Karar’da Ahmet Taşgetiren ve Yıldıray Oğur’un sorularına verdiği cevaplar üzerine kurduğum ikinci yazıda da yine “bir söyleşiye dayanarak bu kadar iri sözler edilir mi” dedirtecek sonuçlara varıyordum.

Oysa “yine bir şey söylemeyen bir çıkış” olarak değerlendirilmişti o söyleşi de… Türkiye’nin somut iç ve dış toplumsal-politik sorunlarına çözüm yolları hakkında bir fikir vermiyordu, kurucular hakkında hiçbir şey söylemiyordu, falan…

Bense, tıpkı mektup gibi bu söyleşinin de kurulacak partinin tarzı, üslubu, karakteri hakkında çok şey söylediğini öne sürmüş, bunların neler olduğunu anlatmıştım.

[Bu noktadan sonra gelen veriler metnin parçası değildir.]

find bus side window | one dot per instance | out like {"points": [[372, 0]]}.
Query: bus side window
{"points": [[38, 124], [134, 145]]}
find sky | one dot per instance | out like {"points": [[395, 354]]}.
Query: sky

Yazı şu cümlelerle bitiyordu:

“Peki tarzı, üslubu, karakteri böylesine farklı bir parti Türkiye gibi bir ülkede iş görür mü? Benim bu soruya cevabım ‘evet…’“

Aradan geçen zaman zarfında parti hakkında biraz daha bilgi edindik ve ben bu aşamada yine sezgilerime dayanarak bir iddiada daha bulunmak istiyorum:

Kanaatimce, Ali Babacan 1983’ün Özal’ı ya da 2002’nin Erdoğan’ı tarzında bir dip dalgasıyla yükselmeye başladı. Seçimler zamanında ya da partinin örgütlenmesine izin verecek kadar uzak bir tarihte yapılırsa Babacan ve DEVA’nın oyları şaşırtıcı yükseklikte olacak. Bu sonuç ortaya çıktığında ise seçimleri erkene almaması AK Parti’nin büyük hatalarından biri olarak kayıtlara geçecek.